You are viewing a plain text version of this content. The canonical link for it is here.
Posted to dev@pig.apache.org by Alex Bain <am...@gmail.com> on 2014/01/08 02:47:12 UTC

Review Request 16717: PIG-3562 Implement combiner optimizations for DISTINCT in Tez

-----------------------------------------------------------
This is an automatically generated e-mail. To reply, visit:
https://reviews.apache.org/r/16717/
-----------------------------------------------------------

Review request for pig, Cheolsoo Park, Daniel Dai, Mark Wagner, and Rohini Palaniswamy.


Bugs: PIG-3562
    https://issues.apache.org/jira/browse/PIG-3562


Repository: pig-git


Description
-------

Implement DISTINCT combiner optimizations in Tez

1. Use a combiner with normal uses of DISTINCT. In MR Pig, there are some global variables and a special DistinctCombiner class that throws away the duplicate tuples.
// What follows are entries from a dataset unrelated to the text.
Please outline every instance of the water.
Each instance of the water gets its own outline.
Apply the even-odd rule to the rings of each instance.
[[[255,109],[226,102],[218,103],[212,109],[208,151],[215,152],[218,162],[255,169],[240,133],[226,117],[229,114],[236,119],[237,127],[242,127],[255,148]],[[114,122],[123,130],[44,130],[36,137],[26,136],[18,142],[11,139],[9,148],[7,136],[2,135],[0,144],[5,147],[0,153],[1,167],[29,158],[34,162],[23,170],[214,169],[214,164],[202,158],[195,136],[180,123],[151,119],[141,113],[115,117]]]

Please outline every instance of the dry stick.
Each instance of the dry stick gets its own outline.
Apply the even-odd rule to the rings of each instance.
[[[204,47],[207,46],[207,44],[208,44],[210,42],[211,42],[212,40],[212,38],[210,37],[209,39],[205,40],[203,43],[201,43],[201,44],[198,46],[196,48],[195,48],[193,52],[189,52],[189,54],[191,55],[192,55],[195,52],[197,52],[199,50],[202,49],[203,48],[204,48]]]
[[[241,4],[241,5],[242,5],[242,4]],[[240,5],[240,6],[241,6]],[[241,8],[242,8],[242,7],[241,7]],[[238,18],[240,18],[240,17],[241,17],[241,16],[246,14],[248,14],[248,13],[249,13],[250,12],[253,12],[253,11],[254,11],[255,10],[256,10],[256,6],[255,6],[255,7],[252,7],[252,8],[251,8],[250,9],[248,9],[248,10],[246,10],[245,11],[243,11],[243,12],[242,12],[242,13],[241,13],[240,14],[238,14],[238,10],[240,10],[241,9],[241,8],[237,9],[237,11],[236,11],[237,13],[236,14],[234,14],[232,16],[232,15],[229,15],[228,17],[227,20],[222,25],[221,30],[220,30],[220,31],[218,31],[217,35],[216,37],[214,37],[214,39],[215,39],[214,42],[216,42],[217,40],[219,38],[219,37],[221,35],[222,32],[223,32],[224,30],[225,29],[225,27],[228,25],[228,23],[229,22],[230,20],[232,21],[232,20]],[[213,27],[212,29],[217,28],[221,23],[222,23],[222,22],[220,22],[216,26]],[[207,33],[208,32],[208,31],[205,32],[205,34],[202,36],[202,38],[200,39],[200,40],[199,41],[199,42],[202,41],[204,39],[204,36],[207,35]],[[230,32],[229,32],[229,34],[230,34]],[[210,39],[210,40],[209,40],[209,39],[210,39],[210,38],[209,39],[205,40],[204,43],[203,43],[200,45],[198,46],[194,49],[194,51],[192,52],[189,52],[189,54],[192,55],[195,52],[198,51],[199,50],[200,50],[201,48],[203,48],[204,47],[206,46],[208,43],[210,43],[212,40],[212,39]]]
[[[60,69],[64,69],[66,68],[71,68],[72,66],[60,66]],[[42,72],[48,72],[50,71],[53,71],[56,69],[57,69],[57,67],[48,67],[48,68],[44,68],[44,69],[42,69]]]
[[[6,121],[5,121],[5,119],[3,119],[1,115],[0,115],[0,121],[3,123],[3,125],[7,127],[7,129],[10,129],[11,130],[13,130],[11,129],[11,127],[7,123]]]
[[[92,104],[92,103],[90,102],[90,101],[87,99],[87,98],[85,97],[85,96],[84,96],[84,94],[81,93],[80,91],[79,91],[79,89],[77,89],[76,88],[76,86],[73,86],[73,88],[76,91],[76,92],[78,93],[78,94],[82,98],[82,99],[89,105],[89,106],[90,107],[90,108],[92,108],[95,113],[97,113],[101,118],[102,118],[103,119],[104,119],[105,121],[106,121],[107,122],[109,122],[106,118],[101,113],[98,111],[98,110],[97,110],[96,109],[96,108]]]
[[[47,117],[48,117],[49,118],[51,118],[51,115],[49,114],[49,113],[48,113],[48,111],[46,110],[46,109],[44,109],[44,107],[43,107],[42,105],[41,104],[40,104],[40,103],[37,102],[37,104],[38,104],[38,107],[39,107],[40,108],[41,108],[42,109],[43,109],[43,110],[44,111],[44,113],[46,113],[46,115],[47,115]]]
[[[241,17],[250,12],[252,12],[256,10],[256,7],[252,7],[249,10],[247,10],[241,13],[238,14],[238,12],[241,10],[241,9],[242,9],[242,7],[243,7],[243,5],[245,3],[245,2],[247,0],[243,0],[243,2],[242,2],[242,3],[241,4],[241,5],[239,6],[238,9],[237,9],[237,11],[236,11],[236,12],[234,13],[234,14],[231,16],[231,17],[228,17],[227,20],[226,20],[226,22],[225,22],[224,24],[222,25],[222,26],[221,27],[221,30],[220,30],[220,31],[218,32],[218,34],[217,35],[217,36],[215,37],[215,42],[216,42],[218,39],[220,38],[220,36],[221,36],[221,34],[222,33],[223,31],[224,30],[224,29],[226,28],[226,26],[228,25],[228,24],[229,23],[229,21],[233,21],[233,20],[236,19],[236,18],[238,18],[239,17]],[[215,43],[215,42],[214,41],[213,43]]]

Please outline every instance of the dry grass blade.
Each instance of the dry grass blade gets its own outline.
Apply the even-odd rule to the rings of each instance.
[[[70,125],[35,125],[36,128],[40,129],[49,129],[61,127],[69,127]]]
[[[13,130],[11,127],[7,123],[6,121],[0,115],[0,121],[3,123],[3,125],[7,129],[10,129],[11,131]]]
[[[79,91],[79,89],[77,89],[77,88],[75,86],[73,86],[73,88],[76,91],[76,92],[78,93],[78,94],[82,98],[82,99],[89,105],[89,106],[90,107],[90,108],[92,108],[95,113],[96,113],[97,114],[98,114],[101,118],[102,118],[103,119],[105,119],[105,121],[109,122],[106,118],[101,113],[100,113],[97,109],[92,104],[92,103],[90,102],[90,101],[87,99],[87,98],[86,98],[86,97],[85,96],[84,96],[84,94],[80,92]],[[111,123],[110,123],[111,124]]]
We could hack this into Pig-on-Tez, but instead I just reused the reduce plan as the combiner plan, which does the same thing (through a POPackage->POProject->POForEach with the setDistinct property set to true).

I'm a little bit concerned that this combiner plan could somehow be slower than the special DistinctCombiner class, but I don't see how.

There is also a special CombinerPackager packager that I did NOT use for this. I think that packager is really intended for use with the algebraic UDF combiner optimizations only.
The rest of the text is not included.